K. Jayachandra Reddy, J.

1. The appellant herein is original accused No. 2 in the Sessions case. He alongwith four others were convicted under Sections 302/149, 448 and 447 I.P.C. and sentenced to undergo imprisonment for life, one year R.I. and six months R.I. respectively. A1 the convicted accused preferred appeal in the High Court. A Division Bench of the High Court acquitted the other four accused and convicted the appellant alone under Section 302 I.P.C. simpliciter and sentenced him to undergo imprisonment for life. The prosecution case is that on 22.7.78 at about 8 P.M. they formed into an unlawful assembly and attacked Kabal Singh, the deceased on the roof of his house when he was lying on a cot and inflicted several injuries as a result of which he died. It is alleged that the appellant was armed with a gandasi and the other accused were armed with Takwa, lata and sticks. All the five accused are alleged to have gone up on the terrace and attacked the deceased while he was sleeping. The appellant is alleged to have inflicted an incised wound on the abdomen. The rest of the accused inflicted other injuries in total 16. A report was made after 22 hours though the police station was quite nearby. Autopsy was performed by P.W. 3, the Doctor and he opined that injury No. 6 alleged to have been inflicted by the appellant was individually sufficient to cause death in the ordinary course of nature and other injuries were opined to be collectively sufficient to cause death in the ordinary course of nature.

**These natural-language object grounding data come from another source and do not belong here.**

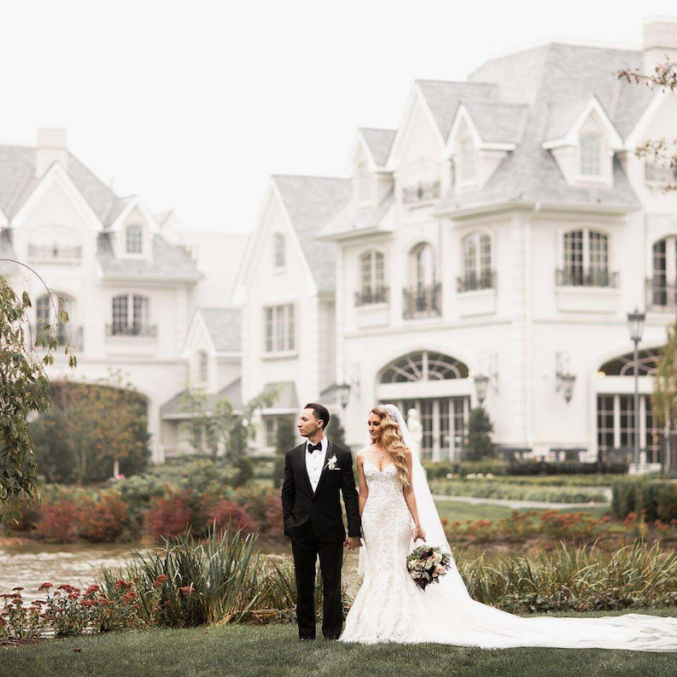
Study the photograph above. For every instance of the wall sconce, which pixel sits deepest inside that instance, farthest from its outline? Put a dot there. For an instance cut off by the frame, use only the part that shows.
(565, 379)
(488, 374)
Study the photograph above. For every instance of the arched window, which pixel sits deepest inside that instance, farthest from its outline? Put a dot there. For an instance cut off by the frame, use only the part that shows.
(134, 239)
(477, 270)
(590, 151)
(130, 316)
(422, 266)
(422, 298)
(372, 279)
(423, 366)
(586, 260)
(280, 253)
(203, 366)
(624, 365)
(363, 182)
(46, 314)
(468, 168)
(662, 287)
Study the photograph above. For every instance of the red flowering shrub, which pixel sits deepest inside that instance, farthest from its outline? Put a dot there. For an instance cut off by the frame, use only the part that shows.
(168, 516)
(60, 522)
(104, 520)
(226, 512)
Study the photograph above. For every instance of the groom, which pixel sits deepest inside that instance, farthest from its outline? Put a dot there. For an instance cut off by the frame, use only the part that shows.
(315, 473)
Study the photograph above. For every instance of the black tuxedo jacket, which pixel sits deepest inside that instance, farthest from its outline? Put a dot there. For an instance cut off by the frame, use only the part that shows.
(302, 508)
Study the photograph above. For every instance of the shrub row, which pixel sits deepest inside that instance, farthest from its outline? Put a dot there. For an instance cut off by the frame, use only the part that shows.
(656, 499)
(498, 489)
(530, 468)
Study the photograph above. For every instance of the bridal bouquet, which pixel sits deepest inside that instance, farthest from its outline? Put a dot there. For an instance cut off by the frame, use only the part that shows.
(426, 564)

2. The case rested on the evidence of three eye-witnesses P.Ws 4, 5 and 7 who are all interested. The High Court after considering the evidence of these three eye-witnesses exhaustively was not prepared to accept their evidence in respect of other four accused. The High Court convicted the appellant on the sole ground that the fatal blow was attributed to him. At one stage the High Court even commented that there is every possibility of the witnesses committing mistake in identifying the assailants. Having made such observations on the basis of which the evidence of the eye-witnesses was rejected in respect of four other accused, we are unable to see as to how the same can be relied upon in respect of the appellant. The general grounds on which the evidence of the eye-witnesses has been rejected would equally apply to the case of the appellant also. Merely because the fatal blow is attributed to him that does hot in any way negative the infirmities which are of general nature affecting their veracity. The evidence is common to all the accused. If the identification of the assailants is found to be doubtful then that benefit would also accrue to the appellant equally. If there was delay of 22 hours in giving the F.I.R. and if the same creates a doubt about the truthfulness of the prosecution case the benefit of the same accrues to the appellant also. We are therefore of the view that the reasons given for the acquittal of the other four accused would equally apply to the case of the appellant also and he is also entitled to the benefit of doubt. Accordingly we set aside the conviction and sentence of the appellant and if he is on bail, his bail bond shall stand cancelled. The appeal is allowed accordingly.